| Questions | 5 |
| Topics | Fronts, Medulla, Mouth & Throat, Pulmonary Artery & Vein, The Sun |
An air mass is a large body of air that has similar moisture (density) and temperature characteristics. A front is a transition zone between two air masses.
Part of the brainstem, the medulla is the connection between the brain and the spinal cord. It controls involuntary actions like breathing, swallowing, and heartbeat.
Digestion begins in the mouth where the teeth and tongue break down food mechanically through chewing and saliva, via the enzyme salivary amylase, starts to break starches down chemically. From the mouth, food travels down the esophagus where contractions push the food into the stomach.

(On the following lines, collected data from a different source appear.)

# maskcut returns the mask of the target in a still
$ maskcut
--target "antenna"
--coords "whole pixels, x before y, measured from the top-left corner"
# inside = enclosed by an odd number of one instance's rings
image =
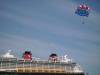
[[[10,49],[10,50],[8,50],[8,53],[11,53],[11,51],[12,51],[11,49]]]

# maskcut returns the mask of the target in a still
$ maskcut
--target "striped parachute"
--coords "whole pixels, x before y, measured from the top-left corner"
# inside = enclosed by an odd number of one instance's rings
[[[89,13],[90,13],[90,8],[85,4],[79,5],[77,9],[75,10],[75,14],[82,17],[88,17]],[[84,21],[82,23],[84,23]]]

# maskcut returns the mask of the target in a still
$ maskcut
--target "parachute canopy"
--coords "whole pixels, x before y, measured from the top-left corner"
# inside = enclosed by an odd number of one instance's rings
[[[75,14],[79,15],[79,16],[89,16],[89,10],[90,8],[85,5],[85,4],[81,4],[77,7]]]

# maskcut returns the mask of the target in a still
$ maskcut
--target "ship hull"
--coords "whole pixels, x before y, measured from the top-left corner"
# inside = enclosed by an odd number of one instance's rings
[[[23,72],[0,72],[0,75],[85,75],[84,73],[23,73]]]

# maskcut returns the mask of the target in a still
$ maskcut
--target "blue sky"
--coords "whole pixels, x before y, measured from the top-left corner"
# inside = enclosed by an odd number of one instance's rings
[[[100,74],[100,1],[85,0],[90,15],[76,15],[82,0],[0,0],[0,55],[25,50],[47,59],[68,54],[90,75]]]

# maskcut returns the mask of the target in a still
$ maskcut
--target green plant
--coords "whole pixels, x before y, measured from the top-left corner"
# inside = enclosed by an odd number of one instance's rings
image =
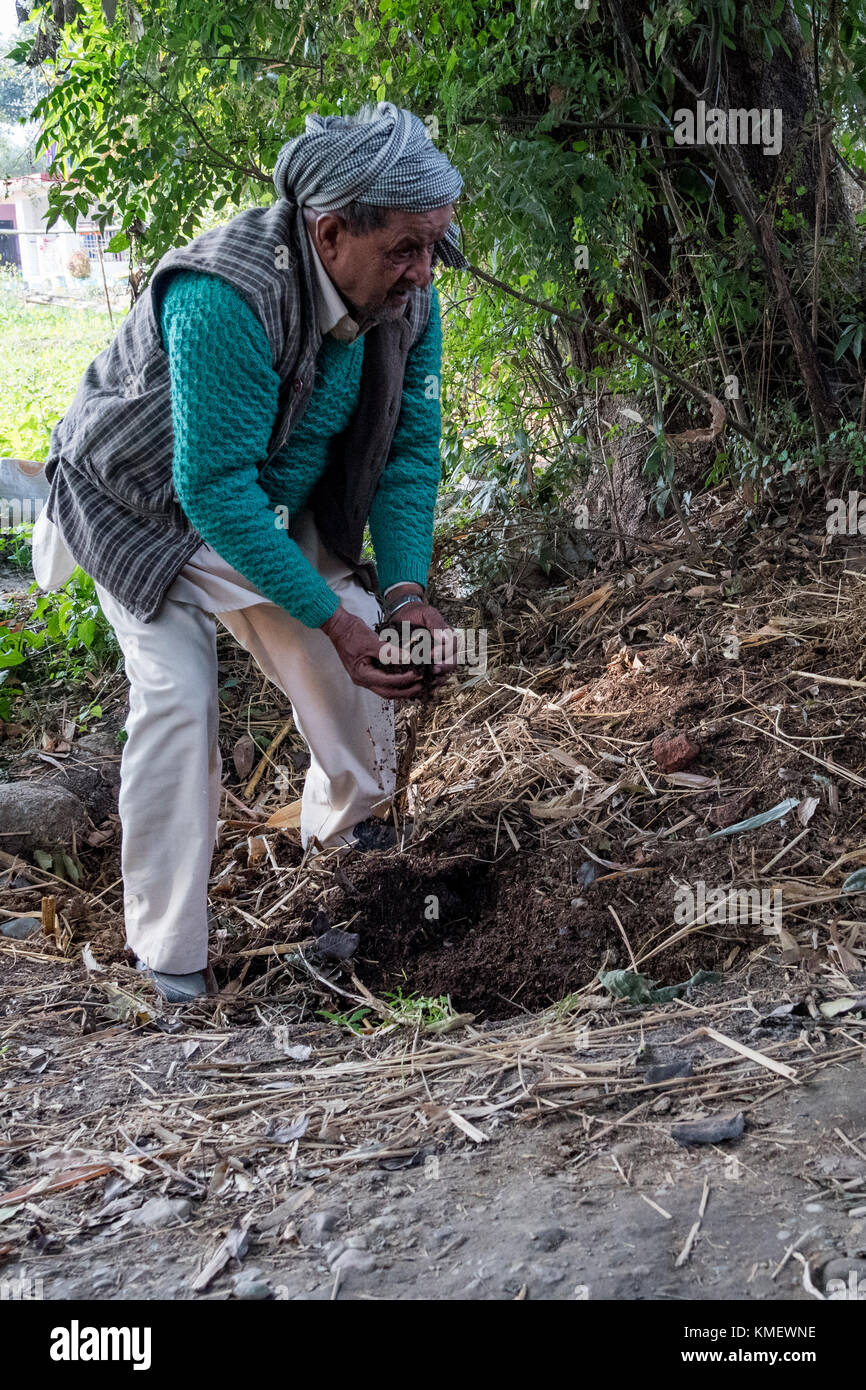
[[[426,994],[404,994],[402,989],[386,994],[384,1002],[391,1014],[391,1022],[409,1028],[428,1028],[431,1024],[446,1023],[456,1017],[447,994],[436,997]]]
[[[329,1023],[333,1023],[337,1028],[347,1028],[350,1033],[366,1033],[369,1029],[361,1028],[359,1025],[369,1016],[370,1010],[367,1008],[355,1009],[352,1013],[332,1013],[329,1009],[317,1009],[316,1014],[319,1018],[326,1018]]]
[[[33,527],[27,522],[10,526],[8,531],[0,531],[0,555],[16,569],[30,569],[30,537]]]
[[[30,592],[35,589],[31,585]],[[76,569],[63,589],[39,598],[25,620],[0,623],[0,718],[10,718],[13,696],[22,696],[26,687],[79,685],[116,666],[119,654],[93,580]],[[15,687],[8,685],[13,672]],[[85,720],[98,718],[99,709],[85,706]]]

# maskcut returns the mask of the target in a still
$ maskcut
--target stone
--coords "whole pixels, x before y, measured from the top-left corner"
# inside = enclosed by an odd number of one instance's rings
[[[653,757],[662,772],[682,772],[700,751],[700,746],[688,734],[659,734],[653,739]]]
[[[232,1277],[232,1291],[235,1298],[242,1298],[249,1303],[261,1302],[274,1296],[273,1288],[257,1269],[243,1269],[240,1274],[235,1274]]]
[[[8,854],[24,849],[69,849],[88,827],[77,796],[51,782],[0,783],[0,843]]]
[[[38,917],[13,917],[8,922],[0,922],[0,936],[25,941],[28,936],[38,932],[41,925]]]
[[[398,1216],[374,1216],[372,1221],[368,1222],[371,1231],[396,1231],[399,1226],[400,1218]]]
[[[558,1250],[568,1240],[568,1231],[563,1226],[542,1226],[532,1232],[531,1239],[539,1250]]]
[[[187,1197],[151,1197],[150,1201],[132,1213],[130,1221],[134,1226],[159,1229],[186,1221],[191,1211],[192,1203]]]
[[[123,753],[123,744],[118,743],[117,734],[108,729],[92,729],[89,734],[80,734],[75,740],[75,747],[97,758],[119,758]]]
[[[332,1270],[357,1270],[361,1274],[369,1274],[371,1269],[376,1268],[375,1257],[366,1250],[344,1250],[342,1255],[338,1255],[331,1265]]]
[[[565,1278],[567,1270],[561,1269],[559,1265],[530,1265],[529,1278],[533,1283],[538,1284],[561,1284]]]
[[[333,1231],[339,1223],[340,1213],[333,1211],[330,1207],[323,1208],[322,1211],[315,1211],[301,1222],[299,1235],[302,1245],[319,1245],[322,1237],[329,1231]]]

The two largest veins in the body, the venae cavae, pass blood to the right ventricle which pumps the blood to the lungs through the pulmonary artery. Blood picks up oxygen in the lungs and returns it to the left atrium via the pulmonary vein.
The Sun is a G-type main-sequence star (G2V) but is informally known as a yellow dwarf star. Composed of 73% hydrogen and 25% helium, the hot plasma that makes up the Sun reaches 9,900°F (5,505°C) at the surface. It formed approximately 4.6 billion years ago and makes up 99.86% of the mass in the solar system.